Trackers and Metrics

The ROLL framework supports multiple experiment tracking tools to help you monitor and analyze the training process. This document will provide detailed instructions on how to configure and use these trackers.

Supported Trackers

The ROLL framework currently supports the following trackers:

TensorBoard - Visualization tool developed by Google
Weights & Biases (WandB) - Powerful machine learning experiment tracking platform
SwanLab - Next-generation AI experiment tracking tool
Stdout - Direct output to standard output

Configuring Trackers

In the YAML configuration file, trackers are configured through the track_with and tracker_kwargs parameters:

# Using TensorBoard
track_with: tensorboard
tracker_kwargs:
  log_dir: /path/to/tensorboard/logs

# Using Weights & Biases
track_with: wandb
tracker_kwargs:
  api_key: your_wandb_api_key
  project: your_project_name
  name: experiment_name
  notes: "Experiment description"
  tags:
    - tag1
    - tag2

# Using SwanLab
track_with: swanlab
tracker_kwargs:
  login_kwargs:
    api_key: your_swanlab_api_key
  project: your_project_name
  logdir: /path/to/swanlab/logs
  experiment_name: experiment_name
  tags:
    - tag1
    - tag2

# Using Stdout
track_with: stdout

SwanLab Usage Details

Configuring SwanLab

To use SwanLab in ROLL, configure as follows:

track_with: swanlab
tracker_kwargs:
  login_kwargs:
    api_key: your_api_key  # Your SwanLab API key
  project: roll-experiments  # Project name
  logdir: ./swanlog  # Log storage directory
  experiment_name: ${exp_name}  # Experiment name, usually using the exp_name variable
  tags:  # Experiment tags
    - roll
    - rl
    - experiment

Obtaining SwanLab API Key

Visit the SwanLab website
Register or log in to your account
Go to the user settings page
Find the API key and copy it

Metric Monitoring

The ROLL framework automatically records the following types of metrics:

Algorithm Performance Metrics

Validation Phase

val/score/mean: Average score per episode during validation phase.

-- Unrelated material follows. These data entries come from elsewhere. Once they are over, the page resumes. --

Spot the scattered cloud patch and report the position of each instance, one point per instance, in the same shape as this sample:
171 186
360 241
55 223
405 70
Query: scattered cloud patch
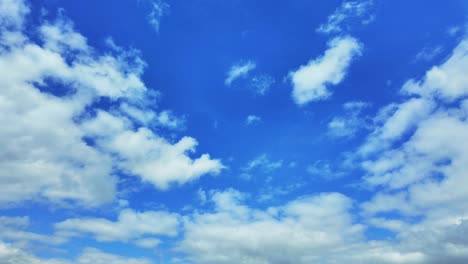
429 53
311 82
52 85
262 164
349 14
350 123
12 254
261 84
157 10
131 226
240 70
253 120
311 224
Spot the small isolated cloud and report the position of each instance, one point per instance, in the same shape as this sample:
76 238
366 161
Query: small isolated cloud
429 53
131 226
239 70
311 82
347 125
324 170
253 120
261 163
262 83
158 9
348 14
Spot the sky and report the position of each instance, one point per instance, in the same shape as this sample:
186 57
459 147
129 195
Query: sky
234 131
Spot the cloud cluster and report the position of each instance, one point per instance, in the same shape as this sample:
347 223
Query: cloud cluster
141 228
303 231
61 143
10 254
417 157
311 82
348 15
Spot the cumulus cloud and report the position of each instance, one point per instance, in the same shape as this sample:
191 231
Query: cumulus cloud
350 123
309 229
349 14
253 120
50 88
417 158
311 82
262 83
142 228
238 71
157 10
13 255
262 163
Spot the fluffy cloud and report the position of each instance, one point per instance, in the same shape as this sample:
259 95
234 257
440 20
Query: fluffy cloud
262 83
12 255
348 14
14 229
306 230
239 70
140 227
49 101
348 125
262 163
311 82
417 158
253 120
157 10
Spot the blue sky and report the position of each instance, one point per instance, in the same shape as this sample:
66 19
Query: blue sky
151 131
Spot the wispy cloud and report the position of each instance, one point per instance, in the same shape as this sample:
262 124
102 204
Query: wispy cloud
157 10
239 70
311 82
347 125
348 15
253 120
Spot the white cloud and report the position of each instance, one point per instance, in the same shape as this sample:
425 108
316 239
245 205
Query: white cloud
311 82
447 81
148 242
325 170
239 70
47 100
261 83
429 53
253 120
263 163
348 14
307 230
157 9
348 125
419 169
12 13
11 255
14 229
141 228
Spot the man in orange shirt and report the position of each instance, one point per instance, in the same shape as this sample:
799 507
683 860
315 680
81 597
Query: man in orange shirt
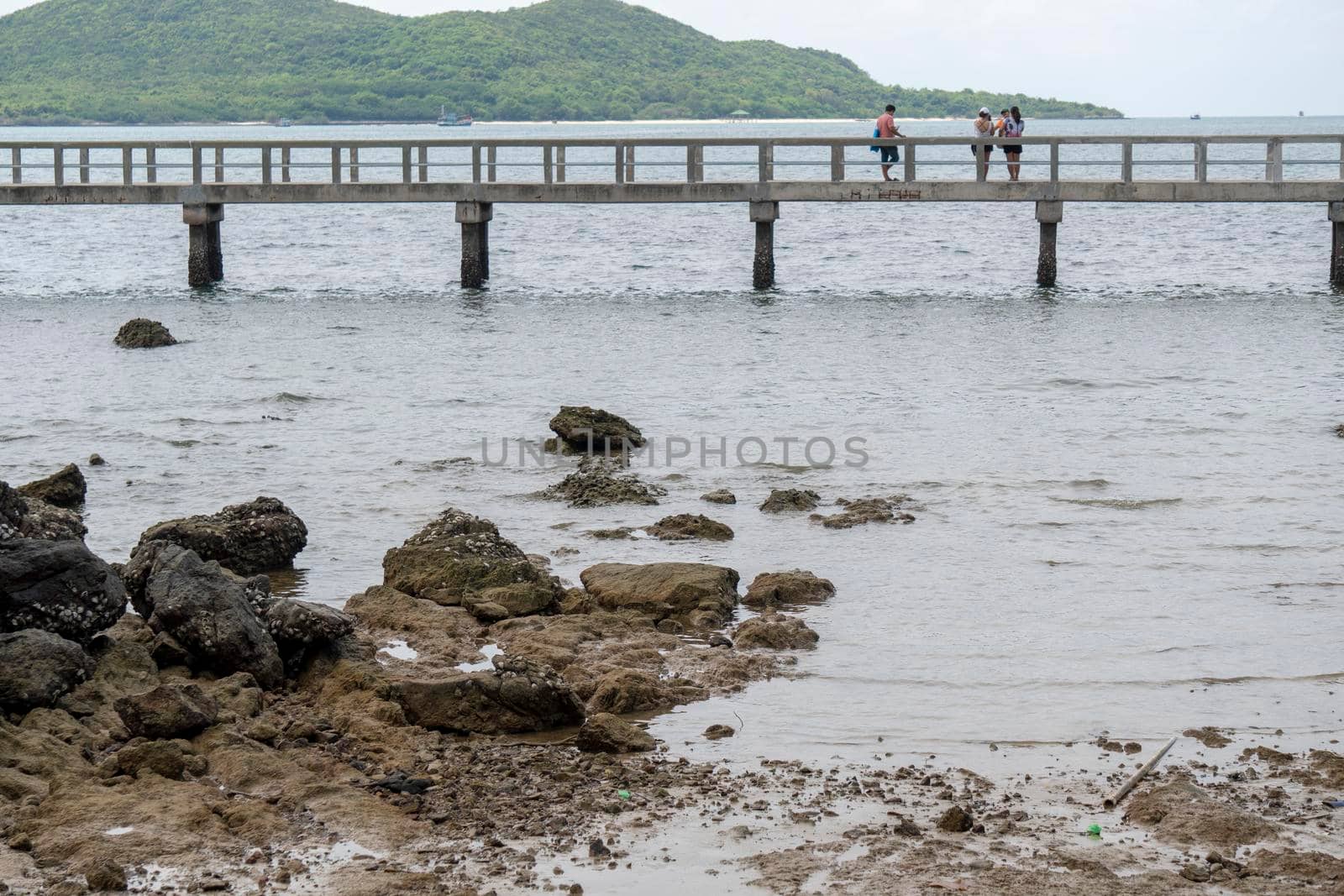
887 130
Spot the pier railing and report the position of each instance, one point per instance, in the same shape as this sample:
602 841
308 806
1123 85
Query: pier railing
687 160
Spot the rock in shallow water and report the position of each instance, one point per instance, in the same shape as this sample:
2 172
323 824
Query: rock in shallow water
600 483
38 668
786 500
517 696
864 511
60 587
463 560
604 732
65 488
956 821
783 589
245 537
696 594
776 631
141 332
591 430
685 527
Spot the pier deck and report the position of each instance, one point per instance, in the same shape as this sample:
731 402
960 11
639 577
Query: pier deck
205 176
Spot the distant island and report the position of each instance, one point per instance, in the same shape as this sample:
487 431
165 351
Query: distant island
320 60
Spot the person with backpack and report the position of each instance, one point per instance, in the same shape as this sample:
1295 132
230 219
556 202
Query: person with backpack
1012 152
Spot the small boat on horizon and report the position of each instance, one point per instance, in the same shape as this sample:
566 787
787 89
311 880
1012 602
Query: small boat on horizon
454 120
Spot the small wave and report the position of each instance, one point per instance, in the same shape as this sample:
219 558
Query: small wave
1120 504
292 398
786 468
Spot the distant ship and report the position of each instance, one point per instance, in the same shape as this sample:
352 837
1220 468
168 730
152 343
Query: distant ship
452 121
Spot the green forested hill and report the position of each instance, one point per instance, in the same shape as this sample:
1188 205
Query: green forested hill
165 60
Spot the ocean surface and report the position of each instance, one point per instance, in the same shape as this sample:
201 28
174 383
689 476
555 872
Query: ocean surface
1131 511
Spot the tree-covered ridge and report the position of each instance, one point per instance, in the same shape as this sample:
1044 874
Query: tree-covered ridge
165 60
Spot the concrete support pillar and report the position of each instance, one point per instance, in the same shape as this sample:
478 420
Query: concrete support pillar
1337 244
764 214
1048 212
475 219
205 249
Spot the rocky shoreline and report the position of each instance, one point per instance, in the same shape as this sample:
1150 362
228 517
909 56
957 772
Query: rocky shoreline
472 725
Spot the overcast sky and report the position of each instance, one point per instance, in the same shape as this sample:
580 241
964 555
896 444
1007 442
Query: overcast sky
1144 56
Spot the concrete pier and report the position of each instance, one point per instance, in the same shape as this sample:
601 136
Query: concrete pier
1337 244
764 214
1048 214
475 219
761 172
205 249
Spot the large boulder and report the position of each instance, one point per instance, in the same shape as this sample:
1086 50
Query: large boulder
600 483
246 537
206 610
517 696
168 711
24 517
604 732
65 488
785 589
300 627
774 631
13 510
463 560
38 668
60 587
685 527
696 594
141 332
591 430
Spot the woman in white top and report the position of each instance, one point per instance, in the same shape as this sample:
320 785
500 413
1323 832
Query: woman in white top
1012 152
983 127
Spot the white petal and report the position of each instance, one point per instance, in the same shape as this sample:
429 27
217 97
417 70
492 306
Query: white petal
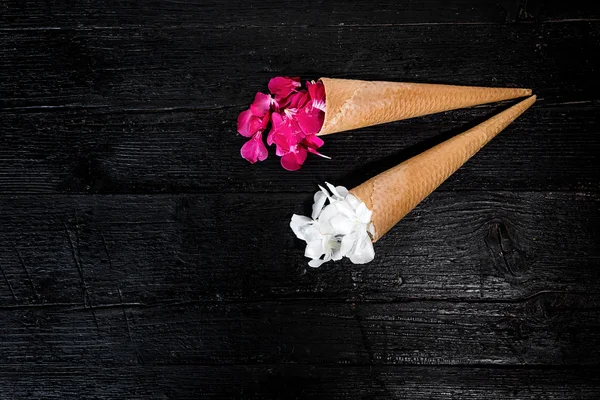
336 255
363 252
320 199
314 249
312 232
298 224
352 201
345 208
331 200
342 191
316 263
324 219
334 191
348 243
341 224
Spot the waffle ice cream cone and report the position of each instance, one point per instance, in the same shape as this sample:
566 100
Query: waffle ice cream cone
394 193
353 104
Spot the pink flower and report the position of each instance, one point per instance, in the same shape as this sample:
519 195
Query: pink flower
310 118
248 123
262 104
254 149
296 116
316 91
281 87
251 125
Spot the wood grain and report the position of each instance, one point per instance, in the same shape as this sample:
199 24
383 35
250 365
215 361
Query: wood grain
545 330
454 246
142 258
124 14
299 382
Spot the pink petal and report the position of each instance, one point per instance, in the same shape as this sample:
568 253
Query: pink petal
292 161
310 119
261 104
316 91
298 100
280 151
265 120
282 87
248 124
276 120
254 149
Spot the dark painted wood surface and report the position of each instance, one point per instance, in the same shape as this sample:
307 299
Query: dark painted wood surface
141 257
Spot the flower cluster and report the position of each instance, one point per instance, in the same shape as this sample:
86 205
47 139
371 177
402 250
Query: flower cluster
296 116
341 228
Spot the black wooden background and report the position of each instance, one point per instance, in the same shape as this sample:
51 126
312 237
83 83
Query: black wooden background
142 257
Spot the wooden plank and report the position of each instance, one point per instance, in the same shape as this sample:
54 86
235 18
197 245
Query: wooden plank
154 13
551 148
548 329
297 382
157 249
122 14
210 68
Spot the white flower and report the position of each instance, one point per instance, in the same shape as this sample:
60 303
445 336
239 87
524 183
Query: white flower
339 229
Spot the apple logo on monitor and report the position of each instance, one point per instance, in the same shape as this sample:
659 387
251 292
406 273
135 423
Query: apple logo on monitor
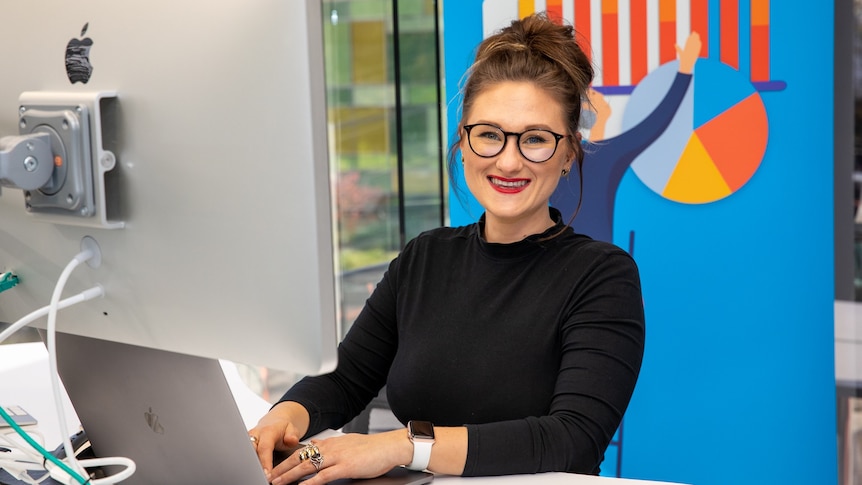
78 66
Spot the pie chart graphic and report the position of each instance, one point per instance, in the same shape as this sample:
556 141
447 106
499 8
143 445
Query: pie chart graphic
716 140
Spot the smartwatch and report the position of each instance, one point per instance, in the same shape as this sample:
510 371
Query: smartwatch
421 433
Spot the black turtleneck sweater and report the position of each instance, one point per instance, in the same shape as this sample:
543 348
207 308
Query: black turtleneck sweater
535 346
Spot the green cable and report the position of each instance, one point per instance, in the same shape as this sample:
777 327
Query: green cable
7 280
45 453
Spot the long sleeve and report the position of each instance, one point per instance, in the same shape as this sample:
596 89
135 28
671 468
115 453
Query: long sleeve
535 347
602 346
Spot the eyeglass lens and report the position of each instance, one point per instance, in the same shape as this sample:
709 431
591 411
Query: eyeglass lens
535 145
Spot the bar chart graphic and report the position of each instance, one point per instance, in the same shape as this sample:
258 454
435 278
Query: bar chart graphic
719 133
627 39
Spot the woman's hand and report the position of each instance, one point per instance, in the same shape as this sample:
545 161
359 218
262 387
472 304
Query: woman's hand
278 430
346 456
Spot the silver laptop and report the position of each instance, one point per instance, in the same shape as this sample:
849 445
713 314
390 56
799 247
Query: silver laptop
173 414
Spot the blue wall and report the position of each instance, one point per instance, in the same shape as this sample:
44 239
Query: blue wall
738 379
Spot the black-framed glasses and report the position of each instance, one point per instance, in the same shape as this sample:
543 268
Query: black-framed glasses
535 145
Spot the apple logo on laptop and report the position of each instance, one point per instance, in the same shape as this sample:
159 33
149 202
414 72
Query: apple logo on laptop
78 66
153 421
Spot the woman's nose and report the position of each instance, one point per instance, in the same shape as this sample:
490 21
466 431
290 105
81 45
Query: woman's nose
510 159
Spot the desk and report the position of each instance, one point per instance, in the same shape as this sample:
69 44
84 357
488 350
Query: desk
25 381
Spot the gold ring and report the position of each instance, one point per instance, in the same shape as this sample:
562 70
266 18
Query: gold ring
312 453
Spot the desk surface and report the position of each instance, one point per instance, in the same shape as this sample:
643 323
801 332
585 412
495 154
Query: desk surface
24 380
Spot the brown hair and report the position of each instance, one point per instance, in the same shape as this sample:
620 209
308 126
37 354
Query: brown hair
537 50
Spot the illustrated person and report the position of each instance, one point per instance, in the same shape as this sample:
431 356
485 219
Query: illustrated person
607 160
516 339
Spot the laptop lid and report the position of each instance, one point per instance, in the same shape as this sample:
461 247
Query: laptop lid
173 414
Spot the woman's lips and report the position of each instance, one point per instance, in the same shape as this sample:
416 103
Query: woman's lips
508 186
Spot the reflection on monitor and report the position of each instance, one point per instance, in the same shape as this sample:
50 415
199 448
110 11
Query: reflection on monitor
203 176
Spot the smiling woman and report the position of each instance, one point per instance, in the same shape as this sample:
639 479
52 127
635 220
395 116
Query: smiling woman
520 340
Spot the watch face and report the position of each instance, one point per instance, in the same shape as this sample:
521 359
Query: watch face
421 429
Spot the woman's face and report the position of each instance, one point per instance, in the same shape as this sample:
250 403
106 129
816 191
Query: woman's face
513 190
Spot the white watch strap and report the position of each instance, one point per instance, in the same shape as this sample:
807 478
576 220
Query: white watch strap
421 455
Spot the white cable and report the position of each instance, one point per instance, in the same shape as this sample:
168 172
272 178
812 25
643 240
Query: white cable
72 300
52 354
56 472
117 460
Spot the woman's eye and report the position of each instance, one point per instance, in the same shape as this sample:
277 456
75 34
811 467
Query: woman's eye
490 135
534 139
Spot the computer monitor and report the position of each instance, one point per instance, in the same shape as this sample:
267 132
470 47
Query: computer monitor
210 198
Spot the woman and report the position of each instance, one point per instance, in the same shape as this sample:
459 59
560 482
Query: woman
520 340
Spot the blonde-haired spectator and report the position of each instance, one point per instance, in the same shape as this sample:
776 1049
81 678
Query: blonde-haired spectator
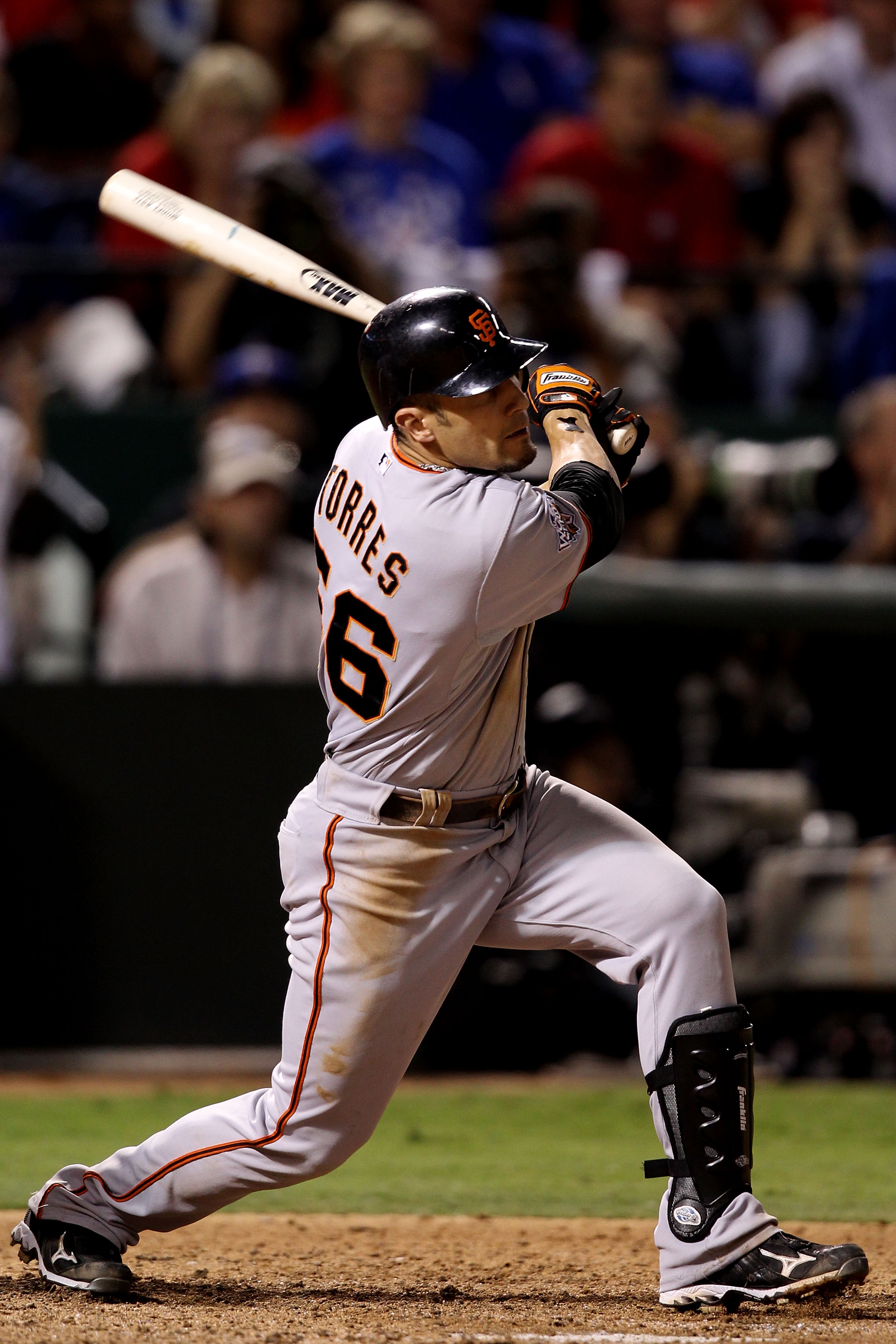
282 33
868 421
398 181
218 104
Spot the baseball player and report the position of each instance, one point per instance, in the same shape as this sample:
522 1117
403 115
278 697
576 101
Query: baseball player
425 833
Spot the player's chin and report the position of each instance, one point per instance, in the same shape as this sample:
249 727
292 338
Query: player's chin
519 450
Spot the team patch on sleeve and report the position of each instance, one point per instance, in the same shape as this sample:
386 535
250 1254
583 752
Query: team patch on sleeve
566 525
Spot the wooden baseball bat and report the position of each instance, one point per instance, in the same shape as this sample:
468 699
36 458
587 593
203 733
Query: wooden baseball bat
184 224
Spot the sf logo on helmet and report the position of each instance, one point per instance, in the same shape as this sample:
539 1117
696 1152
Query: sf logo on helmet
483 326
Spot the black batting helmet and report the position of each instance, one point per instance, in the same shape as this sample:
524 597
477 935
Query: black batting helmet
438 341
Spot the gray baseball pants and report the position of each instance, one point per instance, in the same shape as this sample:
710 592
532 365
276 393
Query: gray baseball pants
381 918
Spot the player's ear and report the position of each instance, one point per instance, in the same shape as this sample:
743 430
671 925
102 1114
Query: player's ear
409 420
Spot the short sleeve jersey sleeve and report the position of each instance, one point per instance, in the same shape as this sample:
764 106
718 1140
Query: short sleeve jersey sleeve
542 550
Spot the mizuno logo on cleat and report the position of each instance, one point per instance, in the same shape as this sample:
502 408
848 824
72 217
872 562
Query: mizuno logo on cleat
789 1262
62 1254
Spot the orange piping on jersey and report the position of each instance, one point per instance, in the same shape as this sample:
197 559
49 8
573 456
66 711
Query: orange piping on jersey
406 461
588 527
300 1076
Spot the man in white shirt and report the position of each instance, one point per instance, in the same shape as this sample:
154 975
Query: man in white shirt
855 60
225 595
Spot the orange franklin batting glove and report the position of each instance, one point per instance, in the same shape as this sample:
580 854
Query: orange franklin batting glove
557 388
620 433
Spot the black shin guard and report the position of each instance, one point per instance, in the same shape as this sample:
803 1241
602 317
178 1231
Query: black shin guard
704 1084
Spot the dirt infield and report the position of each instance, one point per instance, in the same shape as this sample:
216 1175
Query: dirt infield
276 1279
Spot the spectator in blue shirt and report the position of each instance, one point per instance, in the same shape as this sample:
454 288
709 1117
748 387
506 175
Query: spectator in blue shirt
497 77
399 182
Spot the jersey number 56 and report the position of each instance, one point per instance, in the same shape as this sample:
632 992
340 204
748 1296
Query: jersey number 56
370 701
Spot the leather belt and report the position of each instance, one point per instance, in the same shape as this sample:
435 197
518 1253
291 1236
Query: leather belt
437 807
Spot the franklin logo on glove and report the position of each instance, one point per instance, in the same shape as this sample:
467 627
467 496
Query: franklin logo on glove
620 433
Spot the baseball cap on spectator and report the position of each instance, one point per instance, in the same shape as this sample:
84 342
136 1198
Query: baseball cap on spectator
256 366
236 455
573 709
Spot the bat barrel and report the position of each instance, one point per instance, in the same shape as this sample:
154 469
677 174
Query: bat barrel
186 224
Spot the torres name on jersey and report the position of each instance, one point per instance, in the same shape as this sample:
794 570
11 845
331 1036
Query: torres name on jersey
429 580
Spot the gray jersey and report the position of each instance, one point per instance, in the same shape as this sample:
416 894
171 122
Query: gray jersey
430 580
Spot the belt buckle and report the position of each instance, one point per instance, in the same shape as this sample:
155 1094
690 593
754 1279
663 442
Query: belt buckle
516 788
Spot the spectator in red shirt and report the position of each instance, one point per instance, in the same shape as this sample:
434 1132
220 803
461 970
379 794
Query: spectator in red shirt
663 202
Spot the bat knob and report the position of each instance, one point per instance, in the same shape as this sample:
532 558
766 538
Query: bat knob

Reflects the model's average performance on unseen environments.
val/score/max / val/score/min: Maximum / minimum score per episode during validation phase.

critic/lr: Learning rate of the value function (Critic). The learning rate is the step size for optimizer updates to model parameters.
critic/loss: Loss between value network predictions and actual returns.
critic/value: Mean of value network predictions for batch states at the beginning of data collection or training. These values are typically used as baselines when calculating advantage functions.
critic/vpred: Mean of value network predictions for batch states in the current optimization. This value updates with training iterations.
critic/clipfrac: Whether value function clipping (value_clip) was used and the proportion of clipping effectiveness.
critic/error: Mean squared error between value network predictions and actual returns.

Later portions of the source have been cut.